I live in Queens, New York

How far will you roam for literary-related fun and excitement?

To the nipple of the world.

What are you working on? 

This sentence. I can't quite get it to...well, maybe next time.

What's your font, and why is it sexy? 

New York Twelve Point. New York is inherently sexy. Anything over-priced tends to be. Twelve, well, Christ, I don't need to explain twelve to you.

What's the sexiest vowel-consonant combination? Please demonstarte how this sexiness works in a specific word's favor. 

The name "Mona" has a particular acoustical-sexual resonance for me. I've never known anyone with the name, but that nice voiced bilabial nasal "M" and the opening of the oral cavity required to say the long "o" followed the alveolar consonant "N" give me a nice tingly feeling. Actually, I have no idea what I'm talking about. I'm no linguist. I'm the other kind.

Does writing about sex make you want to have sex? 

When I'm writing badly about sex, I want to have sex. When I'm writing well about sex, I want to keep writing.

Does having sex make you want to write about sex?

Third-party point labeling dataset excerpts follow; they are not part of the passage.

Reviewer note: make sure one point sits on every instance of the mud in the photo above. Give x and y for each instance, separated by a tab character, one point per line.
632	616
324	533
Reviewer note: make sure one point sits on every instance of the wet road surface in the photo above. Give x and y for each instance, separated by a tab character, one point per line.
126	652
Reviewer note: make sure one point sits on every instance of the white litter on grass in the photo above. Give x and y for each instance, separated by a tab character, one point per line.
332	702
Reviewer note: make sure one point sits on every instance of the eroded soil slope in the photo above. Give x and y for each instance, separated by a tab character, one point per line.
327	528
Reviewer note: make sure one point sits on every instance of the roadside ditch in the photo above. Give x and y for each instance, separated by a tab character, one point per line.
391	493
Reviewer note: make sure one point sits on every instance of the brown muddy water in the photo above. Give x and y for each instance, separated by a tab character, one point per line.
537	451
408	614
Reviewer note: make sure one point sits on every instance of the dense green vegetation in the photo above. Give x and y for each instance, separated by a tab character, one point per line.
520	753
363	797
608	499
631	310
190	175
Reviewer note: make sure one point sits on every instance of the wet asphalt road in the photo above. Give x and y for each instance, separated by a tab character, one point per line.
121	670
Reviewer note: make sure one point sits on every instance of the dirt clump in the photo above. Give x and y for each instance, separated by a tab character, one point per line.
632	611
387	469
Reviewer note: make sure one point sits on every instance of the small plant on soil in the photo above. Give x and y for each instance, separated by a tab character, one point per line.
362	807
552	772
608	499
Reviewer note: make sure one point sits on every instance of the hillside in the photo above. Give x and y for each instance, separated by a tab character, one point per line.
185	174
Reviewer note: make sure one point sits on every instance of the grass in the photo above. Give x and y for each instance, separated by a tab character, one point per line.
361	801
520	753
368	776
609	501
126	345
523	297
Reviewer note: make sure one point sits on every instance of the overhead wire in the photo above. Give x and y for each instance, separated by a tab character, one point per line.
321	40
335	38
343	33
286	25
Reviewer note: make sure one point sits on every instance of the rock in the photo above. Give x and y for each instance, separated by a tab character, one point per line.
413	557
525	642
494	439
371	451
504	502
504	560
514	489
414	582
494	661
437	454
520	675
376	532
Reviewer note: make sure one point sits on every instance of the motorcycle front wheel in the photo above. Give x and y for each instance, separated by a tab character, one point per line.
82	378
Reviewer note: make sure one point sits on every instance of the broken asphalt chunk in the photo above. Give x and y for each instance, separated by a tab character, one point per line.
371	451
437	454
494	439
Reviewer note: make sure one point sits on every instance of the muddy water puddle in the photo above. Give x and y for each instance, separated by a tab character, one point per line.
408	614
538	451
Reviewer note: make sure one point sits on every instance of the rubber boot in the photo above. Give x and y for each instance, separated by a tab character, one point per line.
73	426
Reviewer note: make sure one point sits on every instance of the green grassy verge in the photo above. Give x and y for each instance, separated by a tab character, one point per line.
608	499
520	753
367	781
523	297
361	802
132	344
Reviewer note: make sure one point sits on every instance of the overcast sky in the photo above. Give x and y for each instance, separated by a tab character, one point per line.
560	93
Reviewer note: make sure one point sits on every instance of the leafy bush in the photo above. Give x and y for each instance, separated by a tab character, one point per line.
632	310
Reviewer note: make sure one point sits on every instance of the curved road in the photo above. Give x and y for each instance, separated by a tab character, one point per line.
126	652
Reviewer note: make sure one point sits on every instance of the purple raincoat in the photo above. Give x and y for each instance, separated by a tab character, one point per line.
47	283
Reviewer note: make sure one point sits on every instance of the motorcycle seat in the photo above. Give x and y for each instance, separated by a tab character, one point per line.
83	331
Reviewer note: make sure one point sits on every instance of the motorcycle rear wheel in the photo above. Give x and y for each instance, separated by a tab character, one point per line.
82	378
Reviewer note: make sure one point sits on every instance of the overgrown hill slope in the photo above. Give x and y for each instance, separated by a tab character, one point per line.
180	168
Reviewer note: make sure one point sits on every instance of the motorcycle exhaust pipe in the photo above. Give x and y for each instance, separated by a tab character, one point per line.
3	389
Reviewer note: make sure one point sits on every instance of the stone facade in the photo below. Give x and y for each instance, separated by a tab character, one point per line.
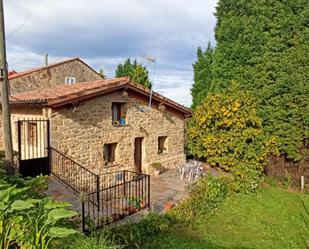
52	76
82	131
20	114
16	114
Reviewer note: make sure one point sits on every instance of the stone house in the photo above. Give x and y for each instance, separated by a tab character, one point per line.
69	71
65	72
107	125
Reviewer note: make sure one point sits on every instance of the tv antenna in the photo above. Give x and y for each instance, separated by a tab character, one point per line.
151	60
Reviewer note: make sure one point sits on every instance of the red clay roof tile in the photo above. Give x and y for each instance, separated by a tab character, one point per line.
63	94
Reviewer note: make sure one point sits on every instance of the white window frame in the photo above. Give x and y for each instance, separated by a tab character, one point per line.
68	80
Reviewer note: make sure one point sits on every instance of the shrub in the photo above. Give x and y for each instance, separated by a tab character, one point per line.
137	235
205	196
26	218
226	131
95	241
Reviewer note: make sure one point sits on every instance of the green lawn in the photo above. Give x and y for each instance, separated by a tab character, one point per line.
272	218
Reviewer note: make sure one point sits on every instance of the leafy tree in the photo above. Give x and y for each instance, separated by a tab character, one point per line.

Having sex reminds me of why it's so hard to write about anything. 

Does writing about sex make you want to write about sex? 

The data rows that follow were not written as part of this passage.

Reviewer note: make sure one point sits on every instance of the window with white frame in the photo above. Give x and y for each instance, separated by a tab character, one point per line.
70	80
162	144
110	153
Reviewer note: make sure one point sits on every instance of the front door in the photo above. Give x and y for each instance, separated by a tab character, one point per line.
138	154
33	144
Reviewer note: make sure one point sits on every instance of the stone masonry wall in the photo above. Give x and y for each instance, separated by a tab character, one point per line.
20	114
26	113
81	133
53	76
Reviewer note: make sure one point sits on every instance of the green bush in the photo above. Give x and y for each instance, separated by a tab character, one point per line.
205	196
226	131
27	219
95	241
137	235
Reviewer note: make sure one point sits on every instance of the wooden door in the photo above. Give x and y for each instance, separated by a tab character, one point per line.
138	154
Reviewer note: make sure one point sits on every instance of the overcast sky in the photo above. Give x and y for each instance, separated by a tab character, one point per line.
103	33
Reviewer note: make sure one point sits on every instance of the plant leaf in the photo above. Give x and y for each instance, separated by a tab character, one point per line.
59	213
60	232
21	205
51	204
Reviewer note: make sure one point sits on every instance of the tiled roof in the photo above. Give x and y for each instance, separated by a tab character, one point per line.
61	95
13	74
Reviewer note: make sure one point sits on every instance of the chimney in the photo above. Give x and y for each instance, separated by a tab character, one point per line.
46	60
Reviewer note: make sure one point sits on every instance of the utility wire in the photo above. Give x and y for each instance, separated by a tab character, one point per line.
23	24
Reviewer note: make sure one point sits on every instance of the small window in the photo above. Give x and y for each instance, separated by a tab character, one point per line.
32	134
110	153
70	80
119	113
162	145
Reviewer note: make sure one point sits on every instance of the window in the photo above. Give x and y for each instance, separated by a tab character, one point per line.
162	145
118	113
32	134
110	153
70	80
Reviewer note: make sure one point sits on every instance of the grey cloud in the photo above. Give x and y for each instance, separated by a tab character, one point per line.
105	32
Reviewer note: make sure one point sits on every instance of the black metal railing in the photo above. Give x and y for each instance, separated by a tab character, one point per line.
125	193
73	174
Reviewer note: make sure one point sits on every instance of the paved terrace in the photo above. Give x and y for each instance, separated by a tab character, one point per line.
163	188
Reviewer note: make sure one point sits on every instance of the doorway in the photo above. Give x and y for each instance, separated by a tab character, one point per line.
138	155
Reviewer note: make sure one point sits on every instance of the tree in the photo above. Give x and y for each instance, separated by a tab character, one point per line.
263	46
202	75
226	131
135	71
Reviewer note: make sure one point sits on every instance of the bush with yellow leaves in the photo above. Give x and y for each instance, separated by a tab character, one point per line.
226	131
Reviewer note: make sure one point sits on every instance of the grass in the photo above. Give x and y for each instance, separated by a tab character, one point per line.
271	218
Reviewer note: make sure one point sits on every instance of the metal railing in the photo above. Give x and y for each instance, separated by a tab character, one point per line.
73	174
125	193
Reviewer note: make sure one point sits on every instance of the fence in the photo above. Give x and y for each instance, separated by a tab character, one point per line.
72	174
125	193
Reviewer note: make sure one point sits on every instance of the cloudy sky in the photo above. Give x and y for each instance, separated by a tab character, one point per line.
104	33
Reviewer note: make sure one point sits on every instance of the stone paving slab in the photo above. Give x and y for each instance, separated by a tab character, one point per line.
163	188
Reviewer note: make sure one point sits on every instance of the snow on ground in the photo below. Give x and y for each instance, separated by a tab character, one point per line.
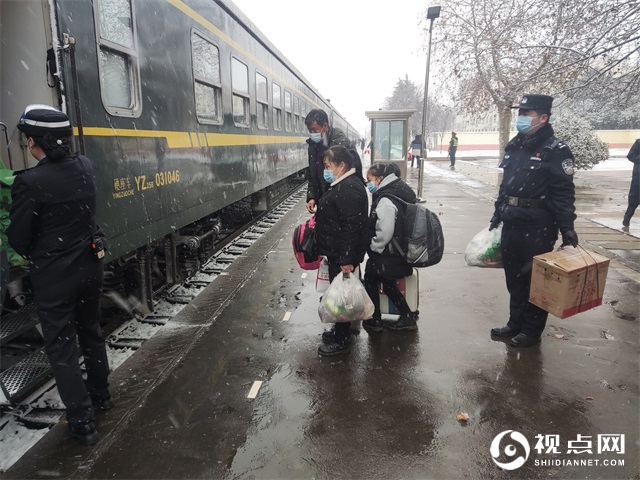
15	440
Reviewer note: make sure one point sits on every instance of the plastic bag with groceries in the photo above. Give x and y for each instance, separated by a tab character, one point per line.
345	300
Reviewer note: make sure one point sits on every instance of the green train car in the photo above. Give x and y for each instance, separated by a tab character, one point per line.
183	105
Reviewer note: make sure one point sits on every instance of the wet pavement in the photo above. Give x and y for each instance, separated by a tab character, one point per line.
387	410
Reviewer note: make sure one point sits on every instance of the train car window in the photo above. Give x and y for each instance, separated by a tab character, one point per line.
296	113
287	111
240	87
303	115
277	106
206	77
118	58
262	113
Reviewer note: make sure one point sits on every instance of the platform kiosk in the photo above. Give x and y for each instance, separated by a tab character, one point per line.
390	137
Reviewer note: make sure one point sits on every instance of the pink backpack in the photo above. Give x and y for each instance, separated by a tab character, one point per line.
304	244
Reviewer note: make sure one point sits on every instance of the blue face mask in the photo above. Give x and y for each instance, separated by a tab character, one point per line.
329	176
523	123
316	137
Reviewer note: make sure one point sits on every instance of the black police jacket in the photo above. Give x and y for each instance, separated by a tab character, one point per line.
341	221
53	215
545	177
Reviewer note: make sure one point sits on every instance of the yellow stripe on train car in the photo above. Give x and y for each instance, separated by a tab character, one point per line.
193	139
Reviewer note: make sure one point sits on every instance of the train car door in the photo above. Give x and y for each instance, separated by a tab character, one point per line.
25	38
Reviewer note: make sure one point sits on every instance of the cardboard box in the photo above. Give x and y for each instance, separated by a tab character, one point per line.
409	288
568	281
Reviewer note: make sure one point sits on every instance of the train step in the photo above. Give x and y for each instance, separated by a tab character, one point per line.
21	378
14	324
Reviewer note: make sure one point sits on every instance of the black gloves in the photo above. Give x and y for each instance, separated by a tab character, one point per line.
570	237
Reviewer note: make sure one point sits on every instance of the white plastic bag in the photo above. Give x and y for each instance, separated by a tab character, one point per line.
345	300
484	249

It makes me want to revise what I've previously written about sex.

Does having sex make you want to have lunch? 

Are you hitting on me?

What do you want for Christmas?

A chance to rediscover my Jewish roots.

Do you ever run your fingers along the pages of an open book as a substitute for self-gratification? 

What the hell kind of substitute is that? That's worse than the polished hood of a sports car.

If you could fuck a book, which book, and why, and in which position?

I'd fuck Klaus Kinski's autobiography All I Need Is Love, which accomodates all positions.

Have you ever entertained sexual fantasies about a literary character? If so, please describe your date.

Robert Jordan (For Whom the Bell Tolls) and I fight the forces of fascism in Spain. Later we fuck in a cave. Queequeg wanders in and does unmentionable things with his harpoon. Ulrich's sister in The Man Without Qualities and Daisy Buchanan join in. It's not really a date, but it's something very exciting.

Have you ever slept with the editor of this site? If no, please explain.

I think I got pretty close once, but I must have blown it somehow. 

When you try to pick someone up at a reading, what's your favorite literary euphemism (i.e., you wanna come over and anna my karenina?) 

Would you like to Primo my Levi? I guess I don't know any literary euphemisms. I guess I don't cruise readings, either. Don my DeLillo? At least there's a legitimate verb there.

Whose books do you save for bedtime reading in the hopes that the author will visit you in your dreams? If this has ever worked, please describe the nocturnal encounter.

Sometimes I read Edward Dahlberg in bed, but I definitely don't want him to visit me in dream. I just think his prose, so lush and allusion-dense, makes my dreams that much dreamier. I'm tired of falling off cliffs or not getting my homework in on time.

Has having had your writing appear on websites ever led to bouts of uncontrollable cyberfucking with perfect strangers? 

It may not seem so at the time, but it's always controllable. You just a need a little discipline.

When overhearing someone else's sexual encounter, do you (a) put a pillow over your head, (b) grab a pen and paper and try to phonetically capture the experience, or (c) read aloud (as loudly as possible) from Middlemarch?

A and C are fairly similar responses. I just listen to the story being told, maybe touch myself.

If you could write yourself into a book, which book, and how would your appearance sexually charge the text?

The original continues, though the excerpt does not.